Die Evolution hat uns auf zwei Beine gestellt und eine Achse konstruiert, um die sich unser ganzes Leben dreht. Die Wirbelsäule und die dazugehörigen Strukturen sind an fast alle Bewegungen beteiligt. Umso schlimmer, wenn eine der Strukturen Probleme bereitet. Als besonders schmerzhaft kann sich ein Wirbelkörperbruch bemerkbar machen. „Das liegt vor allem daran, dass an der Oberfläche der Wirbelkörper eine hochempfindliche Knochenhaut anliegt“, sagt Dr. Reinhard Schneiderhan vom gleichnamigen Wirbelsäulenzentrum in München-Taufkirchen. „Man bezeichnet sie als Periost und sie verursacht deshalb Schmerzen, weil sie mit vielen Nervenenden durchzogen ist.“
Anders als bei einem Bein- oder Armbruch, macht es bei einer Wirbelkörperfraktur aber keinen Sinn eine Schiene oder einen Gips anzulegen, alles ruhig zu stellen und den Heilungsprozess abwarten. Ärztinnen und Ärzte müssen hier anders vorgehen. Wichtig ist zunächst einmal die Diagnose, denn die Medizin unterscheidet zwischen stabilen und instabilen Brüchen.
Bei einem stabilen Bruch haben sich die Bruchfragmente nicht verschoben oder sind aus ihrer normalen Position herausgedrückt. Es liegt keine Instabilität vor und umliegende Strukturen sind nicht gefährdet. „Deshalb ist meist auch kein operativer Eingriff nötig“, sagt Dr. Schneiderhan. „Wir können meist konservativ behandeln, die Schmerzen gezielt bekämpfen und, falls nötig, ein Stützkorsett anlegen.“ Ganz wichtig dann nach Abschluss des Heilungsprozesses ist neben der Physiotherapie auch ein regelmäßiges Muskelaufbautraining. Es gilt die Faustregel: Je stärker die Muskulatur, desto sicherer die Knochenstruktur.
Bei instabilen Brüchen sieht die Situation allerdings ganz anders aus. Es handelt sich um eine ernste Verletzung, bei der die Integrität der Wirbelsäule beeinträchtigt ist und in der Regel auch eine Instabilität vorliegt: „Bruchfragmente haben sich verschoben und die meisten Betroffenen leiden unter sehr starken Schmerzen“, sagt der Experte. „Es können auch neurologische Symptome wie Taubheitsgefühle, Kribbeln sowie Schwäche in Armen und Beinen auftreten.“
In den allermeisten Fällen ist ein operativer Eingriff nötig. Aber wie bei vielen Eingriffen am Rücken, gibt es heute minimal-invasive Verfahren. Zu diesen minimal-invasiven Verfahren gehören die Vertebroplastie und die Kyphoplastie.
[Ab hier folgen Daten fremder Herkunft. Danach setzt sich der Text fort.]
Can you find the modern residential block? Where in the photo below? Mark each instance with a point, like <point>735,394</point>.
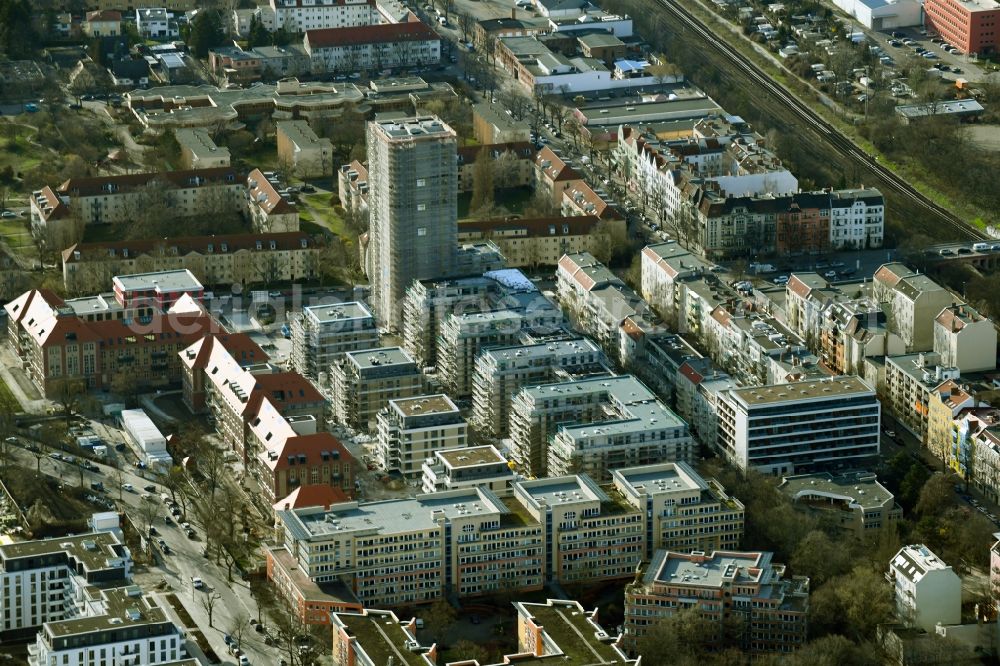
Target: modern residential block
<point>684,512</point>
<point>502,371</point>
<point>122,624</point>
<point>928,591</point>
<point>594,425</point>
<point>43,580</point>
<point>412,198</point>
<point>965,339</point>
<point>546,632</point>
<point>322,334</point>
<point>727,586</point>
<point>410,430</point>
<point>854,500</point>
<point>467,467</point>
<point>307,155</point>
<point>363,382</point>
<point>801,426</point>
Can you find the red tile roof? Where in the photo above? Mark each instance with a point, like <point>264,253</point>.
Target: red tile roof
<point>312,447</point>
<point>282,389</point>
<point>383,33</point>
<point>312,495</point>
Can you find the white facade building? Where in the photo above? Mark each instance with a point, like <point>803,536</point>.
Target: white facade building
<point>150,442</point>
<point>302,15</point>
<point>800,427</point>
<point>116,626</point>
<point>410,430</point>
<point>928,591</point>
<point>857,219</point>
<point>467,467</point>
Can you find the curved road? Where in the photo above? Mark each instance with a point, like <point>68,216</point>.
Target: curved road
<point>836,139</point>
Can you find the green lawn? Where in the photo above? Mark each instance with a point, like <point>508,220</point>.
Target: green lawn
<point>513,199</point>
<point>23,155</point>
<point>320,210</point>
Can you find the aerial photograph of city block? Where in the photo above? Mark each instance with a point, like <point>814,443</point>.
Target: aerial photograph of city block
<point>499,332</point>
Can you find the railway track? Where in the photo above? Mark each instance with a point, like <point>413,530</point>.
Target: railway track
<point>833,136</point>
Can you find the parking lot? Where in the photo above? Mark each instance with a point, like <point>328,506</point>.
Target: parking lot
<point>901,45</point>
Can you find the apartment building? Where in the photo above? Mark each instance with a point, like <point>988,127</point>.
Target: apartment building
<point>244,259</point>
<point>429,303</point>
<point>801,426</point>
<point>594,425</point>
<point>467,467</point>
<point>724,150</point>
<point>599,302</point>
<point>969,26</point>
<point>723,586</point>
<point>306,154</point>
<point>854,501</point>
<point>206,352</point>
<point>408,551</point>
<point>291,453</point>
<point>664,268</point>
<point>464,335</point>
<point>352,186</point>
<point>533,242</point>
<point>298,16</point>
<point>928,592</point>
<point>118,199</point>
<point>556,630</point>
<point>166,107</point>
<point>910,381</point>
<point>553,176</point>
<point>198,151</point>
<point>501,372</point>
<point>468,541</point>
<point>46,580</point>
<point>594,534</point>
<point>684,512</point>
<point>96,338</point>
<point>857,219</point>
<point>270,211</point>
<point>373,47</point>
<point>115,626</point>
<point>322,334</point>
<point>947,401</point>
<point>965,339</point>
<point>410,430</point>
<point>413,195</point>
<point>363,382</point>
<point>235,391</point>
<point>912,301</point>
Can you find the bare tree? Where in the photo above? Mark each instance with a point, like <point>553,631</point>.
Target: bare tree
<point>208,601</point>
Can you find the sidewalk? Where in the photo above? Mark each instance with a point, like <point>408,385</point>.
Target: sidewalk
<point>9,364</point>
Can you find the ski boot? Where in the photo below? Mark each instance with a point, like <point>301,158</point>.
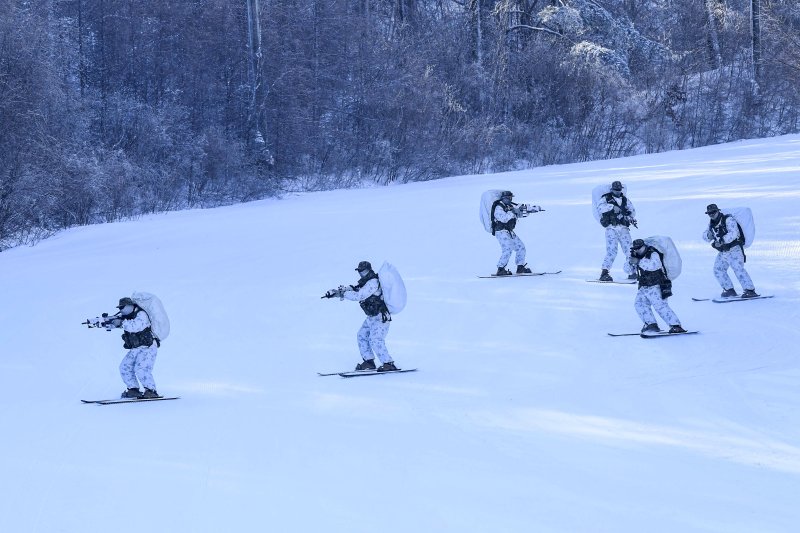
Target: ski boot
<point>366,364</point>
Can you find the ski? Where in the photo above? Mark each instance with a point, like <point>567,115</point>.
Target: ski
<point>359,373</point>
<point>739,299</point>
<point>653,334</point>
<point>522,275</point>
<point>129,400</point>
<point>340,372</point>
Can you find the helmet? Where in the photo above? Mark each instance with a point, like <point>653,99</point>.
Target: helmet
<point>125,301</point>
<point>364,265</point>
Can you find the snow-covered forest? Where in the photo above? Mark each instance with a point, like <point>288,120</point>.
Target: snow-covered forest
<point>114,108</point>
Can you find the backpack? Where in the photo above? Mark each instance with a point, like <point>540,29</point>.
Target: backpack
<point>744,218</point>
<point>159,321</point>
<point>487,202</point>
<point>669,255</point>
<point>393,288</point>
<point>597,193</point>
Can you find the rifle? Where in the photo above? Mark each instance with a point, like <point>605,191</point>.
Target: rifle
<point>335,293</point>
<point>105,320</point>
<point>527,209</point>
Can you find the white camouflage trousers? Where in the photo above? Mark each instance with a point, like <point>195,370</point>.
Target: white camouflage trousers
<point>734,259</point>
<point>650,297</point>
<point>137,367</point>
<point>617,236</point>
<point>509,243</point>
<point>372,339</point>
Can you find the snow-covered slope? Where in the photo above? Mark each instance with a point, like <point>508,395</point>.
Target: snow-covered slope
<point>524,416</point>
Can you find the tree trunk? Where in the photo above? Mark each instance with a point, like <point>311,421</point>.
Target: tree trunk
<point>755,25</point>
<point>254,70</point>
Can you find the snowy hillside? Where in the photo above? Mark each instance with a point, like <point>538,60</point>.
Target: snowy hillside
<point>524,415</point>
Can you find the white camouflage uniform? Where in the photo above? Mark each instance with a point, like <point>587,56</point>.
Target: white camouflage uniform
<point>509,242</point>
<point>649,297</point>
<point>733,258</point>
<point>137,365</point>
<point>617,235</point>
<point>372,334</point>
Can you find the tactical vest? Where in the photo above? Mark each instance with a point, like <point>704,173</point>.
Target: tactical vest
<point>499,226</point>
<point>373,305</point>
<point>138,339</point>
<point>648,278</point>
<point>609,218</point>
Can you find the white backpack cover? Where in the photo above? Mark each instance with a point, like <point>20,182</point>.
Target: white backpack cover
<point>744,217</point>
<point>159,321</point>
<point>487,200</point>
<point>672,259</point>
<point>599,191</point>
<point>394,290</point>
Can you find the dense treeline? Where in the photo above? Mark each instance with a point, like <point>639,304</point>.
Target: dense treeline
<point>114,108</point>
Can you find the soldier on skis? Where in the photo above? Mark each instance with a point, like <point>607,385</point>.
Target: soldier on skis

Die Vertebroplastie setzt direkt an der Ursache an. „Über eine kleine Punktionsnadel spritzen wir flüssiges Knochenzement in den gebrochenen Wirbelkörper“, erklärt Dr. Schneiderhan. „So ist es möglich den Wirbelkörper wieder zu stabilisieren und gleichzeitig die Muskulatur und die Wirbelsäule zu schonen. In den meisten Fällen verschwinden die Schmerzen direkt nach dem Eingriff.“
Die Kyphoplastie kommt zum Einsatz, wenn ein oder mehrere Wirbel deformiert sind. „Bei diesem Eingriff führen wir über eine Punktionsnadel eine Ballon in den Wirbel“, sagt Dr. Schneiderhan. „Dann pressen wir eine spezielle Flüssigkeit unter Druck in das Ballongewebe. Als Folge richtet sich der Wirbel wieder auf. Außerdem spritzen wie Knochenzement in den betroffenen Bereich und stabilisieren den Wirbelkörper. Die starken Schmerzen sind meist direkt nach dem Eingriff weg.“ Bei beiden Eingriffen ist ein kurzer stationärer Aufenthalt nötig. Allerdings ist anschließend eine intensive Rehabilitationsphase ratsam. Es geht vor allem darum Muskeln aufzubauen und die Beweglichkeit wiederherzustellen, damit die Wirbelsäule und die Strukturen drumherum wieder ihre volle Funktionsfähigkeit erreichen.